While the monthly jobs report is routinely among the most important high-frequency data releases, the February reading will be particularly significant given the acute market focus on whether the Federal Reserve is at risk of falling behind the curve in terms of policy normalization.
A bout of elevated financial-market volatility transpired last month after the January jobs report showed a potential signal of stiffening wage pressures. In light of this, market participants will be focused on the unemployment rate and the pace of gains in average hourly earnings.
Bloomberg Economics dismissed the January spike in average hourly earnings because it was narrowly concentrated and likely driven by a curtailment of hours worked due to severe winter weather at the beginning of the month. The length of the workweek likely normalized in February, and average hourly earnings should have moderated, as a result. We project an above-consensus payroll gain and a new cyclical low in the unemployment rate.
The consensus among economists polled by Bloomberg anticipates an increase in February nonfarm payrolls of 205k (205k private) following a gain of 200k in January. The projected rise is moderately above the underlying trend, as the six- and 12-month moving averages both stood near 180k in January. Bloomberg Economics is maintaining its initial projection for an above-consensus gain of 225k.
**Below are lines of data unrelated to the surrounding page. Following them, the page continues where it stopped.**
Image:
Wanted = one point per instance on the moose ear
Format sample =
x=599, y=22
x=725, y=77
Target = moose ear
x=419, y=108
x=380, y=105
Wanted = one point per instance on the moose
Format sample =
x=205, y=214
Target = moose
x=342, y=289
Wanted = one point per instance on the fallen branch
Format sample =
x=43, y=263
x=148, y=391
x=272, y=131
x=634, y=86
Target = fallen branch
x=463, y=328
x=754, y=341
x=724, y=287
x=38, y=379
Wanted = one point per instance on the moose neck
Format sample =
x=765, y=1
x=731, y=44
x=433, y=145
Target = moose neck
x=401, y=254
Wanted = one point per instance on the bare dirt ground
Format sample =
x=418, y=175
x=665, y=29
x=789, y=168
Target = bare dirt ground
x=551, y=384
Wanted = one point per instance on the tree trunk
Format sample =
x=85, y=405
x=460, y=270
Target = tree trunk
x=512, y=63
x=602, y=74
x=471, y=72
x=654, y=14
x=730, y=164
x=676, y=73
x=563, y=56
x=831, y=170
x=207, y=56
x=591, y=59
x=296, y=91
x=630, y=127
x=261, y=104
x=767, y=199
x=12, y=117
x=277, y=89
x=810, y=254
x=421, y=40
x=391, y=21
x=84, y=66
Average Hourly Earnings: We expect a 0.1% increase in average hourly earnings, below consensus’ 0.2% forecast.
At the chart below we showed what are the expectations of Bloomberg analysts for GDP, Unemployment rate, CPI, Core CPI and interest rate level until the end of 2019.
The positive sentiment for NFP prevails.
Goldman Sachs, Moody's, Citi, BNP Paribas, Westpac are betting on the higher than expected data. On the other side are HSBC, Oxford Economics and Bantleon Bank, which thinks tha the data will be below expectations.